Это я увидел вдруг Аллена Гинзберга, вышедшего из темных недр помещения к стойке бара. Бар в «СиБиДжиБи» — примитивный загончик с прилавком. Алкоголи помещаются на полках вдоль стен. Автор поэмы «Вопль» сбрил бороду, но я узнал его по последним фотографиям.
— Вон идет Гинзберг! — дернул я Леньку за рукав.
— Аллен! — закричал Ленька.

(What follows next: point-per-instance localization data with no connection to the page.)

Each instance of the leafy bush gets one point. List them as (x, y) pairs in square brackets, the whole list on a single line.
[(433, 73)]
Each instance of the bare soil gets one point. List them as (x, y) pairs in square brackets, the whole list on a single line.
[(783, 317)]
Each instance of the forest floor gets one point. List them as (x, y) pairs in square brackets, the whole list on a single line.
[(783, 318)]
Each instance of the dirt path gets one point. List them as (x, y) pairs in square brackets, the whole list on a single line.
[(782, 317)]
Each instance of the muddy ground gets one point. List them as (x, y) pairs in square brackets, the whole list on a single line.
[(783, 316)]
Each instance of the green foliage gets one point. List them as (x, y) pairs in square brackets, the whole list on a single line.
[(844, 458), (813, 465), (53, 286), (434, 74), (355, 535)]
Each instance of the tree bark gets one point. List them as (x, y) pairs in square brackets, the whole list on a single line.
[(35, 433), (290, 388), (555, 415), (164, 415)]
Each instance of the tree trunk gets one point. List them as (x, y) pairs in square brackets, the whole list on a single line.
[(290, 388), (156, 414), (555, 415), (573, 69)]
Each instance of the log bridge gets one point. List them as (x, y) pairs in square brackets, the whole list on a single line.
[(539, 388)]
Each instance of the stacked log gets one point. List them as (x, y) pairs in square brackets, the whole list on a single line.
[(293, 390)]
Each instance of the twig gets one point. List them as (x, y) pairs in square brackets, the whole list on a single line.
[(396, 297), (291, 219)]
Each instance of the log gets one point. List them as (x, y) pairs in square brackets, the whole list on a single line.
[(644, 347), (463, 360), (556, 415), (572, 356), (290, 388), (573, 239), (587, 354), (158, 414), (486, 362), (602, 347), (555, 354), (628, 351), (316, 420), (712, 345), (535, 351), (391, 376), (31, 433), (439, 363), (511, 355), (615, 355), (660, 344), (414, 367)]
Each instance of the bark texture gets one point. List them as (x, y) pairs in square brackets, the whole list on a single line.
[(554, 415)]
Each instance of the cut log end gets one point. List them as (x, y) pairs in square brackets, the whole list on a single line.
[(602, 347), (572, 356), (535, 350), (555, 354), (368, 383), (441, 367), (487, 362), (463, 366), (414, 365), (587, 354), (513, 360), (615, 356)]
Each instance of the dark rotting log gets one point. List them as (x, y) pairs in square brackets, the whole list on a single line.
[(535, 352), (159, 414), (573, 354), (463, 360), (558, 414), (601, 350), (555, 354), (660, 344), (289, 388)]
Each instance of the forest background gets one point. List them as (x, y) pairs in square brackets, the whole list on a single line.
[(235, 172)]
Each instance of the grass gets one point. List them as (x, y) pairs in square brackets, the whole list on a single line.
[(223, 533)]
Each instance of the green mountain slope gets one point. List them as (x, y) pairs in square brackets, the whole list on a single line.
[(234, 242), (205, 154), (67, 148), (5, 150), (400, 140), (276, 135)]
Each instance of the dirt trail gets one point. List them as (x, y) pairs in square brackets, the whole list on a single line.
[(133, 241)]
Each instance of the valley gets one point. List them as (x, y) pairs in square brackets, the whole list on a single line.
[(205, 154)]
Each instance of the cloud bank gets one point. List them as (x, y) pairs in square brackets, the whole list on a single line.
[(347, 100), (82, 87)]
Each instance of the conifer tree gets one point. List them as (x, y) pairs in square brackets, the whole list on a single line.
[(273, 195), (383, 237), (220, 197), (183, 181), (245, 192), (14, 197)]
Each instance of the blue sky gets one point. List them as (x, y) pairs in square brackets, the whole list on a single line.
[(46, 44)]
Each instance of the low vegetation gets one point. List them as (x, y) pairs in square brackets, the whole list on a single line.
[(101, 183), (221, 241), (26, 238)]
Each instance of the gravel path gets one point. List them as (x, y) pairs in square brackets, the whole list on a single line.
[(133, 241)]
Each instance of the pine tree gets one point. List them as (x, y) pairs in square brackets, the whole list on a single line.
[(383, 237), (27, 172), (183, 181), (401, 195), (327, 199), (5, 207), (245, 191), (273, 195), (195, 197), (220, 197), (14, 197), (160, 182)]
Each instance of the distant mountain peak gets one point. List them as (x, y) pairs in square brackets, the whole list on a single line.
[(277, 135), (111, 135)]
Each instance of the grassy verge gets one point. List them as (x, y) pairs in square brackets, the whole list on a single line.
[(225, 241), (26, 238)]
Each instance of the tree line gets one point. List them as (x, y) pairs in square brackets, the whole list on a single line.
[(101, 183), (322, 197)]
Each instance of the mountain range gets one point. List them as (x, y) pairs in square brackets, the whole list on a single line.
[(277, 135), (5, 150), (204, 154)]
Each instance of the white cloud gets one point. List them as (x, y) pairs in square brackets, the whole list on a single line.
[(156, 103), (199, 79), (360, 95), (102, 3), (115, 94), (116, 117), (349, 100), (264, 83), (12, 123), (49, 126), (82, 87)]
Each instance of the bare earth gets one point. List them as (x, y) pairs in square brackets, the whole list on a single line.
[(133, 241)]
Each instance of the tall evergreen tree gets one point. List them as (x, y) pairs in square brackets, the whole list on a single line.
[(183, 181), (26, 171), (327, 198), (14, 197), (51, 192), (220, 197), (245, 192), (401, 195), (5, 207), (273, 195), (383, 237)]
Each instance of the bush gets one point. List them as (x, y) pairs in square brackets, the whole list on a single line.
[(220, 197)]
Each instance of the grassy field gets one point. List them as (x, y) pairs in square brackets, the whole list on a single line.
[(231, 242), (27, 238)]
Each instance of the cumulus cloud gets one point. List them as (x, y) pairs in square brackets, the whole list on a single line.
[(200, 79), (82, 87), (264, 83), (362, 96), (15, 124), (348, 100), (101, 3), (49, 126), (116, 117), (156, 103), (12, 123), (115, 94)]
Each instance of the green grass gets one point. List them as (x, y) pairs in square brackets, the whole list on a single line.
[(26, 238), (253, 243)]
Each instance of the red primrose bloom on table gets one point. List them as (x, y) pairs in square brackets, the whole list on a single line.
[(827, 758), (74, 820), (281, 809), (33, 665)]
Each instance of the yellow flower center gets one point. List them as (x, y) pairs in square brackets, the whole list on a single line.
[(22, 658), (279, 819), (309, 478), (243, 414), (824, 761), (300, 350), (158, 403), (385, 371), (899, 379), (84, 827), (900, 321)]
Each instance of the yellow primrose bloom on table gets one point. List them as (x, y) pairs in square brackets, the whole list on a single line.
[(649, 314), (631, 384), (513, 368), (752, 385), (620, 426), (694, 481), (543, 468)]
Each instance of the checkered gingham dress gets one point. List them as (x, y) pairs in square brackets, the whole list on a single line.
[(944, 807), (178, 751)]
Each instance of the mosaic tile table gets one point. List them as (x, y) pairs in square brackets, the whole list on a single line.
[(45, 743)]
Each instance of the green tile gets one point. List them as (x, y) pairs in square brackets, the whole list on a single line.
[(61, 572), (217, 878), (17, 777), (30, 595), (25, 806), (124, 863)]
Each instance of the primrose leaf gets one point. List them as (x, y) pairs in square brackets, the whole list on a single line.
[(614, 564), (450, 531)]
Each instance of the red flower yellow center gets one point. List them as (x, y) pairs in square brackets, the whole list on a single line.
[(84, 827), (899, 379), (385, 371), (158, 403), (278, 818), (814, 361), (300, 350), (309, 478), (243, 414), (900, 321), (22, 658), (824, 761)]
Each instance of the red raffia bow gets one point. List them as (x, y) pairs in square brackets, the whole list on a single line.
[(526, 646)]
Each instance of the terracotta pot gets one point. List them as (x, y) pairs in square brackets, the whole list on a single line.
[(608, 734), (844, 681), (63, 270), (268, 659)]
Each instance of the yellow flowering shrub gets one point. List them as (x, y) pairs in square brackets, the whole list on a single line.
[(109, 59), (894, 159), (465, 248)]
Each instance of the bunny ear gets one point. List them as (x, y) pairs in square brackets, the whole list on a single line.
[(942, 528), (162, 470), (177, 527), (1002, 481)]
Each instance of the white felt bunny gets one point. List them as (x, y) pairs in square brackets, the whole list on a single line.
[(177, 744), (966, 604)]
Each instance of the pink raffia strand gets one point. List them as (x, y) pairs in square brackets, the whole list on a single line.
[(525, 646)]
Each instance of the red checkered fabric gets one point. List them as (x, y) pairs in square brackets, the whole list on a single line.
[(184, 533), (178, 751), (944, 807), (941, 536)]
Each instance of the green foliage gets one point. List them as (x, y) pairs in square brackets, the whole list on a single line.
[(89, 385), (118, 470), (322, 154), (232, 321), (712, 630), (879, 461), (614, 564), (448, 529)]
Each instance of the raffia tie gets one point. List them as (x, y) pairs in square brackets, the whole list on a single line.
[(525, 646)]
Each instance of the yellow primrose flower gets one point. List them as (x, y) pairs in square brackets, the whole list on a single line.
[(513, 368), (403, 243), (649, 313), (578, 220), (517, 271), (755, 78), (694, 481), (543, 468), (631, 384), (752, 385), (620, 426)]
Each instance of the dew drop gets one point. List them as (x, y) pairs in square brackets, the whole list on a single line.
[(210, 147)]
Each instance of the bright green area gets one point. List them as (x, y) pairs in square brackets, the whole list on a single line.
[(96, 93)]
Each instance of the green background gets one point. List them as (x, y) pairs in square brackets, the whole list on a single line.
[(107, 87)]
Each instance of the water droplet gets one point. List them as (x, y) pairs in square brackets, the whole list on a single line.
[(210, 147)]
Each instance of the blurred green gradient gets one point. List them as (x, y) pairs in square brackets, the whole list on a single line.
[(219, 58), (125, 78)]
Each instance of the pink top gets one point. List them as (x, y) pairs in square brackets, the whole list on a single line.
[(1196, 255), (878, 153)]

И, бросившись к Гинзбергу, схватил его за руку.
Впоследствии Ленька утверждал, что познакомился с ним в доме одной из еврейских дам. Мне лично показалось тогда, что Гинзберг видит его впервые.
— Андрэй Вознэсэнски пригласил нас. — Ленька указал на меня, оправдывая «нас». — Зыс из май дэр фрэнд — Эдвард Лимонов. Грэйт поэт.
Я пожал протянутую мне влажную руку Гинзберга.
— У нас маленькая проблема, Аллен. Андрей забыл включить наши имена в список.
— Это друзья русского поэта. — Гинзберг взял Леньку за плечо.
Хвостатая и розовощекий заулыбались.
— Идемте, я посажу вас за свой стол. Здесь всего десяток столов, и когда начнут впускать публику, мест мгновенно не будет.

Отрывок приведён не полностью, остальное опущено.